The aerobic PTS R4 experimental conditions have also significant influence on degradation of the organic matter of the MSW during the pretreatment. It can be seen in Fig. 13. The kinetic coefficients per day k 1, k 2 and fractions of slowly and readily degradable components Y 1 and Y 2 were determined to be about 0.013, 0.222, 0.405 and 0.101, respectively. These coefficients were also higher than R1 and R2 simulators. The biodegradation rate constants k 1, k 2, were also higher than R3 simulator. However, coefficient Y 2 was less than R3. This shows that in R4 simulator, amount of easily degradable matter was less degraded than R3 while kinetic degradation rate constant was more than R3. This followed first order decay rate. The easily degradable matter were used up very rapidly in 12 days which can be seen in Fig. 13, whereas, it took 18 days in R3 simulator. This depicts that leachate recirculation and forced aeration have influenced degradation of both the readily degradable and slowly degradable matter. The experimental data and simulated data are compared, possessing very less mean square error as shown in Fig. 14 and followed the second order decay rate. From kinetics constants, we come to know how many days are required to oxidize the readily and slowly degradable organic matter for four pretreatment techniques.

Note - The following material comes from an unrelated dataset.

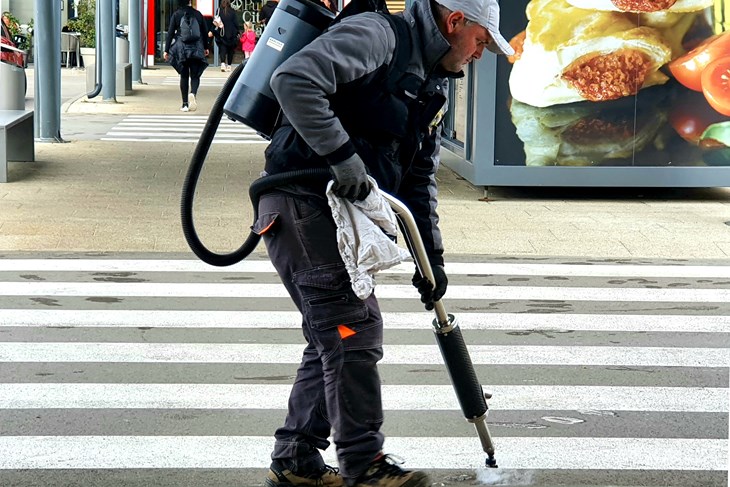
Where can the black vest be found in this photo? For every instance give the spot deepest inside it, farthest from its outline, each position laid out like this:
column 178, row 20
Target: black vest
column 386, row 114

This would help in design of pretreatment facility and estimation of necessary pretreatment duration.

Fig. 13
figure 13

Organic matters reduction in slowly and readily degradable MSW components and experimental and simulated data plots in R4 PTS

Fig. 14
figure 14

Organic matters reduction in experimental and simulated data and mean square error in R4 PTS

Conclusions

From experimental and kinetic study the following conclusions are made:

  1. 1.

    Pretreatment of MSW prior to landfilling is significantly effective not only to reduce the biodegradable organic matter from waste and hence reduces emissions from the landfill.

  2. 2.

    Net OM reduction was observed 45%, 66%, 71% and 75% in PTS R1, R2, R3 and R4, respectively. OM reduction was observed less in anaerobic simulator R1 as compared to other aerobic PTS. Similar trend was also observed in other elemental analysis, i.e., C, H and N Carbon reduction was observed with pretreatment in PTS R1, R2, R3 and R4 from 28% to 21%, 14.9%, 14.24% and 14.23%, respectively. It is observed that R4 and R3 are more effective in reducing OM of MSW. The bulk density also increased in R4 and R3 in comparison with R2 and R1.

  3. 3.

    From kinetic study biodegradation rate constants for easily degradable matter in PTS R4, R3, R2 and R1 were observed to be 0.255, 0.222, 0.123 and 0.049 per day and for slowly degradable matter these were as 0.015, 0.013, 0.013 and 0.005 per day. From comparison of kinetic values, it is observed that R4 simulator was 12% more efficient in removing the easily degradable matter than R3. The R3 was 44% more efficient than the R2 while R2 was 60% more efficient than R1. After making analytical study and thorough observation of the comparison referred above, it is evident that R4 simulator is more efficient than that of all other simulators; it is expensive and needs more resources to inject air in it. Although R3 and R2 have also good organic removal efficiency, R3 showed merits better consideration than R2 because of leachate recirculation.

  4. 4.

    Methane emission reductions were about 36%, 45% and 55% in R2, R3 and R4 simulators, respectively, as compared to R1 anaerobic simulator.